Coin Storage Security

Key Takeaways

  • 39.7% of crypto owners had previously forgotten their passwords, with 95.6% of them regaining access to their investments.

  • 32.6% had previously fallen victim to a crypto scam, losing an average of $538.

  • 11.9% of respondents believed their crypto wallet passwords were not safe.

  • 1 out of 4 respondents used a password manager to remember their crypto passwords.

How Are Americans Keeping Their Cryptos Safe? [Survey]

If you're thinking of investing (or investing more) into cryptocurrency, there's probably one question on your mind: Can it be trusted? In other words, is it a good investment? Yahoo Finance suggests having 6% of your total portfolio in Bitcoin alone, while Bill Gates is actively against the idea. But what about everyday people who are actually doing the investing? Do they trust the concept? Are they having issues already? And what regrets do they have, if any?

We spoke to more than 1,000 owners of cryptocurrency to find out what's going on. They shared their preferred methods of trading, their trust in each wallet option, and some of the pitfalls they've fallen into. To discover what it's really like to be investing in cryptocurrency today, just read what they have to say.

Wallets and Trust

Our study began with a look into the most used cryptocurrency wallets and the faith the crypto audience at large has in each of those options. Moreover, we asked each investor how much they currently had invested in each available crypto wallet.

Common crypto wallet types used, and the perceived trustworthiness of these wallets.

Unlike typical wallets, crypto wallets don't actually store your currency.
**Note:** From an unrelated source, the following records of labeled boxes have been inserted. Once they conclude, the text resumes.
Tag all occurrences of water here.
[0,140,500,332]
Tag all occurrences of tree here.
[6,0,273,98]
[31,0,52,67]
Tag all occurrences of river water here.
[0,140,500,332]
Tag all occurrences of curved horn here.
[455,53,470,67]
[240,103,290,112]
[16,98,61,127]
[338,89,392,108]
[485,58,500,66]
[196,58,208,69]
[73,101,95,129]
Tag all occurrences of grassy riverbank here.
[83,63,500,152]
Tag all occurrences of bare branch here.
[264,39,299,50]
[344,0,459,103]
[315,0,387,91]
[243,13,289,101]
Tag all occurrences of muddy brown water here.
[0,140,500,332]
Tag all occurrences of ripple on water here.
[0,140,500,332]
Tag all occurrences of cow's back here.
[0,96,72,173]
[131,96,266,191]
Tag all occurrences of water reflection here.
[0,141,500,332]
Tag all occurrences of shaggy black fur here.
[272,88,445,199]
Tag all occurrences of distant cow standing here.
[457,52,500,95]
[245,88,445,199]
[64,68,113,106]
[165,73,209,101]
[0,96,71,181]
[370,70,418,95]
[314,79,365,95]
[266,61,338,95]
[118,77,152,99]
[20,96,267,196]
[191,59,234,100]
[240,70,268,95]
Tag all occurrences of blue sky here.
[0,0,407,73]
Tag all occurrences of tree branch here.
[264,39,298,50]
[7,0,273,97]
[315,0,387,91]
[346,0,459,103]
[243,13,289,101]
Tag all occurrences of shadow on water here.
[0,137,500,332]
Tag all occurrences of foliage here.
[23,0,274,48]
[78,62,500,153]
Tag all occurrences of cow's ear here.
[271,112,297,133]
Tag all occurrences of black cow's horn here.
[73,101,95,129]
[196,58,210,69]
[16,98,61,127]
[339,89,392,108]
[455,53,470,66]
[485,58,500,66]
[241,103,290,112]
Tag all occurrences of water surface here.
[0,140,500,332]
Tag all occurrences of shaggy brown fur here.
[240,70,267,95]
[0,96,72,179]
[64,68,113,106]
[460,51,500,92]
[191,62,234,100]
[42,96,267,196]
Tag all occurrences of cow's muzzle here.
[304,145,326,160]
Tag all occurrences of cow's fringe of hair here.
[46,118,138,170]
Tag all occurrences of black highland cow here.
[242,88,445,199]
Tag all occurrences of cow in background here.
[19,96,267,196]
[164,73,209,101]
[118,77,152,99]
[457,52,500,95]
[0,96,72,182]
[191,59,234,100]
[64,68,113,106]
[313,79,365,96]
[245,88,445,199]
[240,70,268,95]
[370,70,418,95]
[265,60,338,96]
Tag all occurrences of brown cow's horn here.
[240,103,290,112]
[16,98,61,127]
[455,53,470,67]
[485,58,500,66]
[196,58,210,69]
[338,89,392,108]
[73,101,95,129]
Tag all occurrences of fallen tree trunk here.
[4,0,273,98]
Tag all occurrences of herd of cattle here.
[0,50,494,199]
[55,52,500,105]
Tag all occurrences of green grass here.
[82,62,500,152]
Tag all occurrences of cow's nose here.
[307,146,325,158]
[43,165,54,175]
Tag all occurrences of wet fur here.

Holdings live on the blockchain, and can only be accessed with your private key. If you lose that login, your cash is gone. This is one of the reasons why trust in the holder is so crucial for cryptocurrency's safety. For many, SoFi was the most trusted cryptocurrency wallet available today: 73% believed it to be secure. However, both SoFi and Robinhood are not traditional crypto wallets. Despite this, both of them were seen as crypto wallets by many respondents, which might imply that some crypto owners are not quite as knowledgeable about their investments and how they work.

Security didn't necessarily correlate with investment strategy, however. The most used cryptocurrency wallets were Coinbase (34.7%) and Robinhood (26.4%) followed by Binance (24.4%). SoFi didn't even break 10% of cryptocurrency users. Crypto holders also had thousands more dollars, on average, in their Coinbase and Binance accounts than they did in SoFi. Trust, while important, is clearly not the only qualification when it comes to this market.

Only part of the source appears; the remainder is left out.